Still, SPLC doesn’t have to rely on Tanton’s moldy papers in order to make the case that CIS belongs on the baddies list. Krikorian does a mighty fine job himself, once referring to respected journalist and Univision anchor Jorge Ramos as a “white-Hispanic ethnic hustler.” In 2009, Kirkorian had a fit over Sonia Sotomayor’s name. Really. A year later, Krikorian argued, following the devastating earthquake there, that Haiti is “so screwed up because it wasn’t colonized long enough” by white people.
Then there’s CIS “weekly email roundup.” Lord. According to Krikorian’s own words, the roundup of “immigration commentary has occasionally included pieces”— translation: this has happened a couple times—“by writers who turned out to be cranks.” The “cranks,” according to SPLC, have actually been anti-Semites and Holocaust-deniers, one of whom called Jewish people “truly subversive,” “manipulative,” and “evil.” Or maybe have some “vices,” Kirkorian might argue.

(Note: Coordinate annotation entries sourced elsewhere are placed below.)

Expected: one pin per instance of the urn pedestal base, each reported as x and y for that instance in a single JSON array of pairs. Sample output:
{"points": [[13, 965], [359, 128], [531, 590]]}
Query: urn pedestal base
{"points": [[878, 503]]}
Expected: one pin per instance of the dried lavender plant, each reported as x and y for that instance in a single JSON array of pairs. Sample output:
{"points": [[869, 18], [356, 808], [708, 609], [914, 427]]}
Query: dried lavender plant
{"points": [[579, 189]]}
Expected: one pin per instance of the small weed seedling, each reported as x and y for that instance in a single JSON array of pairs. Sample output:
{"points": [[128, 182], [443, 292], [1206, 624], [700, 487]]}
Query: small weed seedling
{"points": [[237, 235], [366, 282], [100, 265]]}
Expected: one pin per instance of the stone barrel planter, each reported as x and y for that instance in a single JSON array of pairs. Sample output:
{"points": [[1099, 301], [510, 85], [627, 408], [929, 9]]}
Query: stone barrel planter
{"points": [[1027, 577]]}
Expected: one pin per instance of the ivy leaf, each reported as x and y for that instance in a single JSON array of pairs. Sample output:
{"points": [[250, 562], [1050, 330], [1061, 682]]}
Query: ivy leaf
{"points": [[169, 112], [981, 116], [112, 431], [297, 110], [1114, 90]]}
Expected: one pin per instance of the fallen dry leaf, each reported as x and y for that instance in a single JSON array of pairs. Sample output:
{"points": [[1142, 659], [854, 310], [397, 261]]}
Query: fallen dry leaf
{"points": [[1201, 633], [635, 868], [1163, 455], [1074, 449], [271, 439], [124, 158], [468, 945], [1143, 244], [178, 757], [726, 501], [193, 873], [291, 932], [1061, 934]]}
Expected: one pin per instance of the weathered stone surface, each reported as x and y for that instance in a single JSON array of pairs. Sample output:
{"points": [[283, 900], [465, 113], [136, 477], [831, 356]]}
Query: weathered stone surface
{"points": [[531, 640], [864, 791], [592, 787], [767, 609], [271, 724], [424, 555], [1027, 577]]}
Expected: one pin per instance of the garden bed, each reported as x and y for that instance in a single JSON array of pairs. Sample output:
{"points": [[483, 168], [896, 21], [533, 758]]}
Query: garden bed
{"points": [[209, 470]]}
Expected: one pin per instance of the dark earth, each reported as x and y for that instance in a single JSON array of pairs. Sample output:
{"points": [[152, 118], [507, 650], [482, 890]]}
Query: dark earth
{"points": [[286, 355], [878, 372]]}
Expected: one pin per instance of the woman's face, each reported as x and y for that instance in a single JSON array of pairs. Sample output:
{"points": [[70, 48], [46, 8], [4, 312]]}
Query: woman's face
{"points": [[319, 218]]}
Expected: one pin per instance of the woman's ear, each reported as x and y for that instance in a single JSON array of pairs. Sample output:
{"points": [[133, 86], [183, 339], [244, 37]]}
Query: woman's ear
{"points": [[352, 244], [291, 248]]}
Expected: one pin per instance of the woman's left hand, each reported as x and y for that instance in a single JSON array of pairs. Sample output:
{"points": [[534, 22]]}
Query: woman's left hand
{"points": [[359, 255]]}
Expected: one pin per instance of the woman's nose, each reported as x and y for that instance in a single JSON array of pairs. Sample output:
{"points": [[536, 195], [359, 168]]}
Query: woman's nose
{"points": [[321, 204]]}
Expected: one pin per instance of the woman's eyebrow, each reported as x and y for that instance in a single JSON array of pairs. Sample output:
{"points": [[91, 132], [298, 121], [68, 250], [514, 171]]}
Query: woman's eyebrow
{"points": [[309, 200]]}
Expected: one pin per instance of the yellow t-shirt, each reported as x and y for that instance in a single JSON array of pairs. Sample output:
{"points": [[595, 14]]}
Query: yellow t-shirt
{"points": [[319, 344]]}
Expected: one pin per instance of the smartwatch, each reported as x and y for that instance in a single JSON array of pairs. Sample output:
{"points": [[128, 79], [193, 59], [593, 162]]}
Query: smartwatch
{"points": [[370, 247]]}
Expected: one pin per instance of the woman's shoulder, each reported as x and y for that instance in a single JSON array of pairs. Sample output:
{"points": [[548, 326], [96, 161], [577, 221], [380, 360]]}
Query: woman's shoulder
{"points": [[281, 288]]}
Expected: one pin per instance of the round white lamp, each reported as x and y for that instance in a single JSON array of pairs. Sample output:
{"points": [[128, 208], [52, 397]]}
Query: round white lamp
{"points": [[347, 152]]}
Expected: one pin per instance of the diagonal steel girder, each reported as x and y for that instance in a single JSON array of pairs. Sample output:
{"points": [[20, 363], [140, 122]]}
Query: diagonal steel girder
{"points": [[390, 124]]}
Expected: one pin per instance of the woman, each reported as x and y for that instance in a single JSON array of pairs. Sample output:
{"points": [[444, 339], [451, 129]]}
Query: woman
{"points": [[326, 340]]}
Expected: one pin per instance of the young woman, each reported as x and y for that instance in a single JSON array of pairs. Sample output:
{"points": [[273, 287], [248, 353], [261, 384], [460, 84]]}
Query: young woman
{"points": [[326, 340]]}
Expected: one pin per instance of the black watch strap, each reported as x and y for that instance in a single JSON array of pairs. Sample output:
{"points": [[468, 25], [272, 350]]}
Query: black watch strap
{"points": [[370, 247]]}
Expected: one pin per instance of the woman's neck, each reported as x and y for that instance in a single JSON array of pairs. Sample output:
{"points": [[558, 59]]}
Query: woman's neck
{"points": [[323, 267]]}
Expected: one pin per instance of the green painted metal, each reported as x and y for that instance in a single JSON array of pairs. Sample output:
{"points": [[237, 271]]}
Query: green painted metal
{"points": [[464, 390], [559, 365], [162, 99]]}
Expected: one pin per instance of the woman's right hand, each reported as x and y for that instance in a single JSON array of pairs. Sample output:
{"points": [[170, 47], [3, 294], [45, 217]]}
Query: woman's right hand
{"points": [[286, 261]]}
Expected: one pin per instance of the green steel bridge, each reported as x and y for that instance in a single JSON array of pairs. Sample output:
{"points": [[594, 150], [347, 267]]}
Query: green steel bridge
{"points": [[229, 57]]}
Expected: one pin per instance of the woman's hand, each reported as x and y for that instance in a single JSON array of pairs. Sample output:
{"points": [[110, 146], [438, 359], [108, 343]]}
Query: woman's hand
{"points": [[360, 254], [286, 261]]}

Krikorian also tries to slither out of the infamous Jason Richwine scandal, saying that “CIS has published work by independent researcher Jason Richwine, who wrote a contentious Harvard University dissertation on IQ a decade ago.” What Kirkorian doesn’t mention is that Richwine was forced to resign from his job because that “contentious” dissertation, which basically argued that the children and grandchildren of immigrants will always be dumber than white people. From Imagine 2050:
In May 2013, Richwine co-authored a deeply flawed Heritage Foundation study on the fiscal impact of immigration. He resigned in disgrace later that week following revelations first published by The Washington Post that Richwine wrote a racist doctoral dissertation, titled “IQ and Immigration Policy,” asserting there are persistent racial differences in IQ.
“No one knows whether Hispanics will ever reach IQ parity with whites,” Richwine writes at one point in his dissertation, “but the prediction that new Hispanic immigrants will have low-IQ children and grandchildren is difficult to argue against.” As Imagine 2050 noted around the time of the Heritage report’s release, Richwine’s work is easily fit within the tradition of the Pioneer Fund’s bigoted legacy of so-called “race realism.”
CIS was aware of Richwine’s bigoted argument well before the release of the Heritage report and details of Richwine’s “IQ and Immigration Policy” surfaced.
FYI, Mark: The son of immigrants authored this post.
Finally, not even the magic of Christmas Day is sacred, with SPLC noting that CIS staffer John Miano attended VDARE’s holiday party last December. VDARE—named after Virginia Dare, the first white child born in the Americas—“focuses on opposing non-white immigration into the United States, but has also published the writings of anti-Semites.” And according to SPLC, Ann Coulter may have also been at that holiday party too. Talk about a “white Christmas.”
When it comes to immigration, CIS is in the minority here. Nearly two-thirds of Americans prefer a path to legal status for undocumented immigrants rather than deportation, according to recent polling. And no one’s trying to silence CIS—by Kirkorian’s own account, the group has testified in front of Congress some 200 times. With Trump in power, there will probably be even more.
CIS may not like the designation from SPLC, but after all the racist mud they’ve flung out, it’s deserved.